As this passage patently declares, the Word is Jesus Christ. He is God and is the Creator God of Genesis. “All things were made through Him.

“Word” here is translated from the Greek logos. Strong's Concordance begins its definition as “something said.” In his Key Word Study Bible, Spiros Zodhiates begins his entry with “to speak.” Recall the method the Creator God used to create: He used words; He spoke. The Logos, the One who speaks, spoke this world and everything in it into existence (Genesis 1:3, 6, 9, 11, 14, 20, 24, and 26).

Paul also testifies in Colossians 1:16 that Christ was the Creator:

For by Him all things were created that are in heaven and that are on earth, visible and invisible, whether thrones or dominions or principalities or powers. All things were created through Him and for Him.

Paul repeats John's idea in John 1:1 of the world being created “through Him,” indicating that Another authorized the works carried out by the Word. In the same verse, John affirms that another God Being was present: “the Word was with God.” Genesis 1:26 begins, “Then God said, 'Let Us make man in Our image.'” The “Us” is the Word and the other God, the One we now know as the Father (John 17:5).

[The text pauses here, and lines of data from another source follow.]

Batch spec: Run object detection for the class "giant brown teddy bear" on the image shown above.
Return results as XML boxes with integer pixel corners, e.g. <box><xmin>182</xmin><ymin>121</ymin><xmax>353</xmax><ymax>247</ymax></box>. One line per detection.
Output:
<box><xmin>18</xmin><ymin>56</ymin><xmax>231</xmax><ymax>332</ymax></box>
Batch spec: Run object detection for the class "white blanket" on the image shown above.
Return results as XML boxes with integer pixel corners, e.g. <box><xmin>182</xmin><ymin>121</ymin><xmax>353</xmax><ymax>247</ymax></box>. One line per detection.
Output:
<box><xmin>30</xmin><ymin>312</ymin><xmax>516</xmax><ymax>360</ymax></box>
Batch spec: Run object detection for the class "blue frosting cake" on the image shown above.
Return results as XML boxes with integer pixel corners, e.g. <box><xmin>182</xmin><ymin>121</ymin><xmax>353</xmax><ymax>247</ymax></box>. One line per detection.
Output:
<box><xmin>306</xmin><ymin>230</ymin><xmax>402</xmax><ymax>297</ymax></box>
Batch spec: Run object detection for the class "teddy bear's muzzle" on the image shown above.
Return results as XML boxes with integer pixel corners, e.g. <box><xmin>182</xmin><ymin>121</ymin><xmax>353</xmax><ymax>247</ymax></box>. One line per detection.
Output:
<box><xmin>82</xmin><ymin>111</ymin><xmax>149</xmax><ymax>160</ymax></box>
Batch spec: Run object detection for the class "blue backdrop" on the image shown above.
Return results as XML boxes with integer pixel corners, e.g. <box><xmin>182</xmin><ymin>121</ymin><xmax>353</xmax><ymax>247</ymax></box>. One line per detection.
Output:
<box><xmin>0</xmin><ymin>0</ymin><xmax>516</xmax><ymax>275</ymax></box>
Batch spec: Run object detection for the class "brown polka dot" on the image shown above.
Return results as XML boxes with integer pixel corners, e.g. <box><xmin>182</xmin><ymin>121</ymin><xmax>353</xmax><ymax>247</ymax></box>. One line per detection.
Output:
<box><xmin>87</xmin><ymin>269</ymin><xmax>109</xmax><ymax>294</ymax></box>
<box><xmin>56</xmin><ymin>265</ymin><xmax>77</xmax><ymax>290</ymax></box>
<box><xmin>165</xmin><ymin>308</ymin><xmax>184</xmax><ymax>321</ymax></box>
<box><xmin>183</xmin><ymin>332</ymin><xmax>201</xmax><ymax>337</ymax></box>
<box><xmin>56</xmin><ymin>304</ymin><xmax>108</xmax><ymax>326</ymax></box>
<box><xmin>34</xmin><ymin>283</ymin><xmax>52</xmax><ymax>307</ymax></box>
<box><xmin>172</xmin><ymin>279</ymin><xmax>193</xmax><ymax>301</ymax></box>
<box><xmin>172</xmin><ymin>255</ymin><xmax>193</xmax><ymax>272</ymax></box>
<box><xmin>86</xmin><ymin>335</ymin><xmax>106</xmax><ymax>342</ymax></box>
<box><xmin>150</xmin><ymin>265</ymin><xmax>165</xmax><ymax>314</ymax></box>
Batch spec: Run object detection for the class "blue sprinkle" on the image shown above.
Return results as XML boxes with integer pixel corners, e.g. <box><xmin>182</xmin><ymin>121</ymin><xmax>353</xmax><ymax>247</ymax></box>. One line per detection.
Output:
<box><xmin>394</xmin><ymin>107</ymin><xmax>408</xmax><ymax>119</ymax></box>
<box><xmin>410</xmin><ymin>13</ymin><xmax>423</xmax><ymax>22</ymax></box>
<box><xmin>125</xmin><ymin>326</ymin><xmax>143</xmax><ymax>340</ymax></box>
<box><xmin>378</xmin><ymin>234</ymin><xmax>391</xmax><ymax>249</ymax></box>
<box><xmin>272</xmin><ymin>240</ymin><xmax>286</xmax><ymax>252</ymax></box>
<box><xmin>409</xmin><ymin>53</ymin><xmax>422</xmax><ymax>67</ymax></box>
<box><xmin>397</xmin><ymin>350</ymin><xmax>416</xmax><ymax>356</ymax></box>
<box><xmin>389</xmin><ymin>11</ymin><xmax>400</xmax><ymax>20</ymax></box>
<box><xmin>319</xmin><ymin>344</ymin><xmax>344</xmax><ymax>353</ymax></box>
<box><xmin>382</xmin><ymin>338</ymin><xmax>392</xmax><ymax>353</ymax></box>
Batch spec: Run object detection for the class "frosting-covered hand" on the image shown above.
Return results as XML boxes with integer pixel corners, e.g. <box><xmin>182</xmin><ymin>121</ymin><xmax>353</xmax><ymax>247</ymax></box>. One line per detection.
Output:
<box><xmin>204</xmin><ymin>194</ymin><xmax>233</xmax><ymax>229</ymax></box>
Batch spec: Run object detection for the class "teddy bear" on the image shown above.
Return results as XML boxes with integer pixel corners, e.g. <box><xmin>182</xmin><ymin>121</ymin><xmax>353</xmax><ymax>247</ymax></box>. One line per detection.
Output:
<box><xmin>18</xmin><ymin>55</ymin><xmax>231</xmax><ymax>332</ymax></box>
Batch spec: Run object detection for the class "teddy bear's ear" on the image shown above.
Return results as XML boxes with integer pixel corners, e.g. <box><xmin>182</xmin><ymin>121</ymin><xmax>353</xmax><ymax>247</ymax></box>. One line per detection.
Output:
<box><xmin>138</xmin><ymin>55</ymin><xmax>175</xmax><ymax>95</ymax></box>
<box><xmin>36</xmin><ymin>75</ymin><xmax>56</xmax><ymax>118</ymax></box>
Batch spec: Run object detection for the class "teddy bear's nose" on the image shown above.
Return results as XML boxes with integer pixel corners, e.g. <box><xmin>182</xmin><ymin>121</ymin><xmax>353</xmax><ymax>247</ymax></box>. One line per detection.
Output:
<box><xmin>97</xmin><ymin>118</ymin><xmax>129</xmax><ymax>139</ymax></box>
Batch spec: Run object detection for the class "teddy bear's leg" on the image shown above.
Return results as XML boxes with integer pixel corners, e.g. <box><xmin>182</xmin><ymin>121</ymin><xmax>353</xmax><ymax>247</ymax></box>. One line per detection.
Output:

In His last message to His disciples, Jesus confirms that He continued to follow the creation pattern. He spoke the words given to Him by the other God, God the Father: “For I have given to them the words which You have given Me . . .” (John 17:8).

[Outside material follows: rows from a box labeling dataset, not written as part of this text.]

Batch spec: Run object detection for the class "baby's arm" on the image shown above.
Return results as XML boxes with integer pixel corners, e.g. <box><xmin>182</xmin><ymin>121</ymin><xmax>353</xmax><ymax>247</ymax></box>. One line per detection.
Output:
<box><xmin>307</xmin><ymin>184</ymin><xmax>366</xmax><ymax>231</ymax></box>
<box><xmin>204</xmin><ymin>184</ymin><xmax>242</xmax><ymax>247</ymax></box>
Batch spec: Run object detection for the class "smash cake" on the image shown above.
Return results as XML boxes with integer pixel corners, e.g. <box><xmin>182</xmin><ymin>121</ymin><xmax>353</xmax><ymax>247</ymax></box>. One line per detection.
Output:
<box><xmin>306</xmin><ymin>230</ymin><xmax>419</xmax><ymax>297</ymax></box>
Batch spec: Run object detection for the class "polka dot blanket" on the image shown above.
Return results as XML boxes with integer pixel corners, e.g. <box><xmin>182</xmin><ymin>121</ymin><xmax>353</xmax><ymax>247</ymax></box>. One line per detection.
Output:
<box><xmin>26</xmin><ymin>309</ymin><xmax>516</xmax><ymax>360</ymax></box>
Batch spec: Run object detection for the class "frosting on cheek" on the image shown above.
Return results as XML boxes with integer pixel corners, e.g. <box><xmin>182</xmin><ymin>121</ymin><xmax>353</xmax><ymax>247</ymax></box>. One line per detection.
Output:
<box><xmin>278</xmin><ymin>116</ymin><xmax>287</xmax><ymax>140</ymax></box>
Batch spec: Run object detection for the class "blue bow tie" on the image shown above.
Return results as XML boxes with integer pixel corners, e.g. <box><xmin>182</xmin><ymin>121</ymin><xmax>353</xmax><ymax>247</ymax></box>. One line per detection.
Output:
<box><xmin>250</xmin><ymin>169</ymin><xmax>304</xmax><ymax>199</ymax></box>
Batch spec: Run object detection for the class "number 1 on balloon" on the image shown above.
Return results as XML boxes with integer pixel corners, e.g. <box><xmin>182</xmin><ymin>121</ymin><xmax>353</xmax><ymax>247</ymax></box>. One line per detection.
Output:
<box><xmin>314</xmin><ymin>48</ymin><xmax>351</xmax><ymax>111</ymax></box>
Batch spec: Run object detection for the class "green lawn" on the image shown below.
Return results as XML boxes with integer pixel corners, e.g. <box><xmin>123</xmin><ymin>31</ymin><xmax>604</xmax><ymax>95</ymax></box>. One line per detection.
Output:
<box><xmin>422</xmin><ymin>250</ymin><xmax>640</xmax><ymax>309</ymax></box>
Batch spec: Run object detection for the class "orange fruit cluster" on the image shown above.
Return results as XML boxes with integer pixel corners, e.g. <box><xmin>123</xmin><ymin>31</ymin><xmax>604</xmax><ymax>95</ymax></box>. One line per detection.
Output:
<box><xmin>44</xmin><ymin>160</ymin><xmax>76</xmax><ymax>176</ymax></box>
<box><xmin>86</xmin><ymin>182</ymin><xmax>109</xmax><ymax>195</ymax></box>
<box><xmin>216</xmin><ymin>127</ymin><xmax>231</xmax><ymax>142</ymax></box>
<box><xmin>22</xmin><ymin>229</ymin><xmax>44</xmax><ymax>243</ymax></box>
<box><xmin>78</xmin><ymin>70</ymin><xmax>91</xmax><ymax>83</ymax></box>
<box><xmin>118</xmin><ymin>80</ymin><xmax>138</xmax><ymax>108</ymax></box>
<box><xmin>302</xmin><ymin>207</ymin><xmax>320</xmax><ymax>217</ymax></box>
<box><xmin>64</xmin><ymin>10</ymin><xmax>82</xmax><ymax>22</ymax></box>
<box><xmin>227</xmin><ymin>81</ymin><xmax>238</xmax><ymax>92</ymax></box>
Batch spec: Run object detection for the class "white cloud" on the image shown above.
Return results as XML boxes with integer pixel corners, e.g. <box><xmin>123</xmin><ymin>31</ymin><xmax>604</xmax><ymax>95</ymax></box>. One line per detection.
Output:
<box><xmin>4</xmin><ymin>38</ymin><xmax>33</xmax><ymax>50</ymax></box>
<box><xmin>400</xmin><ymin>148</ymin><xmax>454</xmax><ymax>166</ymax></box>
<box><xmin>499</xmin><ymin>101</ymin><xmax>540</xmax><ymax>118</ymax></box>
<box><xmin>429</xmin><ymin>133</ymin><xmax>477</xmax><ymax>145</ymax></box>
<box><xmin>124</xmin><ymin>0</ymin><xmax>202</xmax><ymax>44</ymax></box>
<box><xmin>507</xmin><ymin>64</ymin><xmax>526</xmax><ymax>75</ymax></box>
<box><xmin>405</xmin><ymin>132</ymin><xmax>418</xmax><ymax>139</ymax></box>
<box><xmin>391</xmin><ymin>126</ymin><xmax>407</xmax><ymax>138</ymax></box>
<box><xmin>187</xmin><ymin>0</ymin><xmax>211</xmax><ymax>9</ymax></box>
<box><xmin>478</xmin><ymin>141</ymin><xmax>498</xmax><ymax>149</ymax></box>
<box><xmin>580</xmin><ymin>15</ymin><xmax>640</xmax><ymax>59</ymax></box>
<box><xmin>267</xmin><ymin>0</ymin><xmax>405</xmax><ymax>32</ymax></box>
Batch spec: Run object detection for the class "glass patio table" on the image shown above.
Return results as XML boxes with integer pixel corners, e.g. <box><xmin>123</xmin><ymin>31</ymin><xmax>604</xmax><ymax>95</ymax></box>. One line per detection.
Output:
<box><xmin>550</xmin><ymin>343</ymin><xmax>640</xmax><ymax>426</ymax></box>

In Genesis 1, the Creator God is called “God,” translated from the Hebrew word elohim. While this Hebrew word is plural in form, it often appears in combination with singular verbs and adjectives, indicating a body, group, class, or family that contains more than one member. John's description agrees. Both were God, both with the surname Elohim, of the Family called God, which is currently composed of the Father and the Son, as revealed in the New Testament.